他脸上血色尽褪,那双总是桀骜不驯的眼睛瞪得极大,里面写满了难以置信的惊骇,死死盯着黄媛媛正从容放入口袋的那几张皱巴巴的纸页。他的嘴唇微微翕动,似乎想说什么,喉咙里却只发出嗬嗬的、如同被扼住般的急促气音。
贺森的声音像是从齿缝里挤出来的,带着未散的惊悸和一丝气急败坏的沙哑“你……你他妈……”他喘了口气,试图找回平日里那副混不吝的腔调,却破天荒地有些结巴,“你也太大胆了吧?”

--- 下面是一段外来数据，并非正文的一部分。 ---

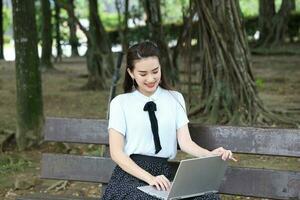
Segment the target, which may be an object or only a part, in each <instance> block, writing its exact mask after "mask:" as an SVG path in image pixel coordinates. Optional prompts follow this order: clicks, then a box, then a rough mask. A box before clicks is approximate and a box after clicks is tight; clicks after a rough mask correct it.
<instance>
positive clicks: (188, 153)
mask: <svg viewBox="0 0 300 200" xmlns="http://www.w3.org/2000/svg"><path fill="white" fill-rule="evenodd" d="M177 140H178V144H179V146H180V149H181V150H182V151H184V152H186V153H188V154H190V155H193V156H196V157H201V156H209V155H220V156H222V159H223V160H227V159H232V160H234V161H237V160H236V159H235V158H233V156H232V152H231V151H230V150H226V149H224V148H223V147H219V148H217V149H214V150H213V151H209V150H207V149H204V148H202V147H200V146H199V145H197V144H196V143H195V142H194V141H192V139H191V136H190V132H189V128H188V125H187V124H186V125H184V126H183V127H181V128H179V129H178V130H177Z"/></svg>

他抬手,胡乱地指向黄媛媛刚刚塞回书架的那本书,又猛地指向自己的鼻子,眼睛因为震惊而瞪得溜圆,几乎有些语无伦次“我!我还站在这儿呢!你就、就这么……当着我的面?!直接把那书给撕了?”
他的声音不自觉地拔高,在这死寂的图书馆里显得格外突兀,甚至激起了一点微弱的回音。
贺森自己似乎也被这失控的音量惊到,下意识地噤声,警惕地侧耳听了听周围的动静,确认依旧只有无边无际的寂静后,才猛地转回头,压低了声音,那语气里混杂着后怕、荒谬,以及一丝连他自己都未曾察觉的、被这种全然不顾忌的信任。
“黄媛媛,”他几乎是咬着牙,每个字都裹着难以置信,
他上前一步,高大的身影再次带来压迫感,但这次却少了之前的攻击性,多了种焦躁和甚至有点像替她着急的意味“你就算干坏事就不能避着点人吗,就你这智商还让我不要小瞧你。”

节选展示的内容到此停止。